The owners of a ferry that capsized in Mosul killing 100 people have been arrested along with engineers who had allegedly certified the vessel, Iraq’s judiciary said Sunday.
“The committee set up to investigate the sinking of the ferry announced the arrest of the boat’s owners” along with three engineers who “had certified that it complied with regulations,” the Supreme Judicial Council said in a statement.
The boat was packed with families from the northern city, a former bastion of ISIS, crossing the River Tigris to celebrate the Kurds’ Nowruz New Year holiday.
Most of the victims of the accident on March 21, Iraqi Mother’s Day, were women and children. The strong current washed some bodies miles downstream, and dozens of people are still missing.
The Mosul ferry disaster has brought renewed attention to the scourge of corruption in Iraq.
Graft is endemic across Iraq, not only in the city ISIS controlled for three years before their expulsion in July 2017.
The country ranks among the world’s worst offenders in Transparency International’s annual Corruption Perceptions Index.
Since 2004, a year after the US-led invasion that ousted Saddam Hussein, a total of $218 billion has vanished into the pockets of shady politicians and businessmen, according to Parliament. That is more than Iraq’s GDP.
Few officials have been brought to account, and amnesties have allowed many to evade justice, only partially repaying the stolen funds.
For the past week, the cry of “corruption is killing us” has been ringing across Mosul.
A parliamentary report compiled by 43 deputies has warned that corruption risks re-igniting sectarian tensions long exploited by militants.
It could also impede the rebuilding of Mosul, much of which was reduced to rubble during the year-long battle to evict ISIS.

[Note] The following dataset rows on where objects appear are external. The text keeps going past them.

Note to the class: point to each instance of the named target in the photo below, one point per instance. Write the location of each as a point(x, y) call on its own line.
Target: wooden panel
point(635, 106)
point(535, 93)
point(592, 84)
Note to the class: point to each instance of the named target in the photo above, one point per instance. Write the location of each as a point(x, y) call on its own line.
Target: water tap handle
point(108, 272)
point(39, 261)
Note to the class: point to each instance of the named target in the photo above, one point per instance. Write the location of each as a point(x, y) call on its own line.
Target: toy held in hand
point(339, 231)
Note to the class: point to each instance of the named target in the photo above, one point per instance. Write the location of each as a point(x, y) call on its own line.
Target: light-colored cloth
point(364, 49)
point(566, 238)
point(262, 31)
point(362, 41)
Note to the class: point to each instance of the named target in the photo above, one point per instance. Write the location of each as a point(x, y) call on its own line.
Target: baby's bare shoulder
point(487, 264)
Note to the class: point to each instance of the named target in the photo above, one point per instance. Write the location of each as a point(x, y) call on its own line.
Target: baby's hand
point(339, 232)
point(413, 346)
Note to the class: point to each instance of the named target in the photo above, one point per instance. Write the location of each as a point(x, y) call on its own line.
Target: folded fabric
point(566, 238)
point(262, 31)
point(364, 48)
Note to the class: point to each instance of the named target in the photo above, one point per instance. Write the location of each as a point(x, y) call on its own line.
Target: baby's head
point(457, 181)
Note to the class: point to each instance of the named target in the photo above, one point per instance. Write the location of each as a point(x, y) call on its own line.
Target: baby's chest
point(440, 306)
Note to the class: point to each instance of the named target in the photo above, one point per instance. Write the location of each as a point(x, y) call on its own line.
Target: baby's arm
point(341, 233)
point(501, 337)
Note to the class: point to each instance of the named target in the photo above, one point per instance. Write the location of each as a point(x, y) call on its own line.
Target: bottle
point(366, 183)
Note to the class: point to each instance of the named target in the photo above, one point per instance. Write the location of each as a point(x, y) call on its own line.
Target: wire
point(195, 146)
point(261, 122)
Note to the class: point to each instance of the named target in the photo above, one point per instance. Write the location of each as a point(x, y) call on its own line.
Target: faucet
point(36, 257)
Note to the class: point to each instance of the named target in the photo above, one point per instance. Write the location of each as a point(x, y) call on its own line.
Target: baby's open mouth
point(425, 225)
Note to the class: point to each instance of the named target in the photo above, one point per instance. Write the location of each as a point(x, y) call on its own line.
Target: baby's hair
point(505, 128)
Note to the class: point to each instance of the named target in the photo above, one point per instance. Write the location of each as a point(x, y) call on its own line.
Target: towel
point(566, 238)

The report, seen by AFP, shows economic groups linked to units from the Iran Militia in Iraq and Syria (IMIS) taking over projects and lands.
Figures close to IMIS are also accused of war profiteering.
Instead of reconstruction, such entrepreneurs have made millions of dollars from the resale of metallic structures and building materials from damaged apartment blocks, a local official says in the report.
Such sales were being conducted by armed groups and their frontmen through letters of authorization from the government.
At the same time, according to the report, Nawfel Al-Akoub, the governor who has been fired and gone on the run, authorized the construction of two roads in violation of municipal regulations, for the benefit of oil smugglers.
The ferry’s capsize in the swollen River Tigris, after operators ignored warnings of dangerous weather, proved a tipping point.